ECM components are taken up during growth, and some pistil molecules exert their effect inside the pollen tube. For instance, the Nicotiana alata 120-kD glycoprotein (120K) is an abundant arabinogalactan protein that is taken up from the ECM; it has been detected in association with pollen tube vacuoles, but the transport pathway between these compartments is unknown. We
recently identified a pollen C2 domain-containing protein (NaPCCP) that binds to the carboxyl-terminal domain of 120K. As C2 domain proteins mediate protein-lipid interactions, NaPCCP could function in intracellular transport of 120K in pollen tubes. Here, we describe binding studies showing that the NaPCCP C2 domain is functional and that binding is specific for phosphatidylinositol 3-phosphate. Subcellular GSK690693 fractionation,
immunolocalization, and live imaging results show that NaPCCP is associated with the plasma membrane and internal pollen tube vesicles. Colocalization between an NaPCCP::green fluorescent protein fusion and internalized FM4-64 suggest an association with the endosomal system. NaPCCP localization is altered in pollen tubes rejected by the self-incompatibility mechanism, but our hypothesis is that it has a general function in the transport of endocytic cargo rather than a specific function in self-incompatibility. NaPCCP represents a bifunctional protein with both phosphatidylinositol 3-phosphate- and AP26113 arabinogalactan protein-binding domains. Therefore, it could function in the transport of pistil ECM proteins in the pollen tube endomembrane system.”
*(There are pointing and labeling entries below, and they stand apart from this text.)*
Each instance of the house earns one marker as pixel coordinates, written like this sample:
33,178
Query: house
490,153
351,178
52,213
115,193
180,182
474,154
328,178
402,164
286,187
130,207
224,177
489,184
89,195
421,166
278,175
“The JNK-IN-8 order objective of this study was to develop oral Chitosan beads containing Methotrexate, evaluating the relationship and
influence of different content levels of Span-80 (0.0, 0.5, 1.0, and 1.5% vol/vol), and Tripolyphosphate, TPP, (1.0, 2.0, and 3.0% wt/vol) on percentage recovery, surface morphology, drug content and in-vitro drug release. Methotrexate was chosen as the anti neoplastic drug because it is a Cell cycle (S or DNA synthetic) phase specific drug and Chitosan was used for controlled release properties. Chitosan beads were prepared using Ionotropic Gelation technique by dropping Methotrexate containing solution of positively charged, Chitosan, into Tripolyphosphate solution. The USP paddle method was selected to perform the dissolution studies carried out in 900 mL 0.1 N HCl. It was found that without span-80 the beads were irregular shaped with lots of fibers on the surface. The drug content obtained was 59.10 +/- 0.66%. It was observed that beads containing higher proportion of span-80 showed a faster release and the beads with higher proportion of TPP showed delayed release. In vitro drug release data showed that the formulations are useful for a sustained release of Methotrexate, due to 88.17% release of drug after twelve hours with t(50) and t(70) of 260 and 325 minutes, respectively.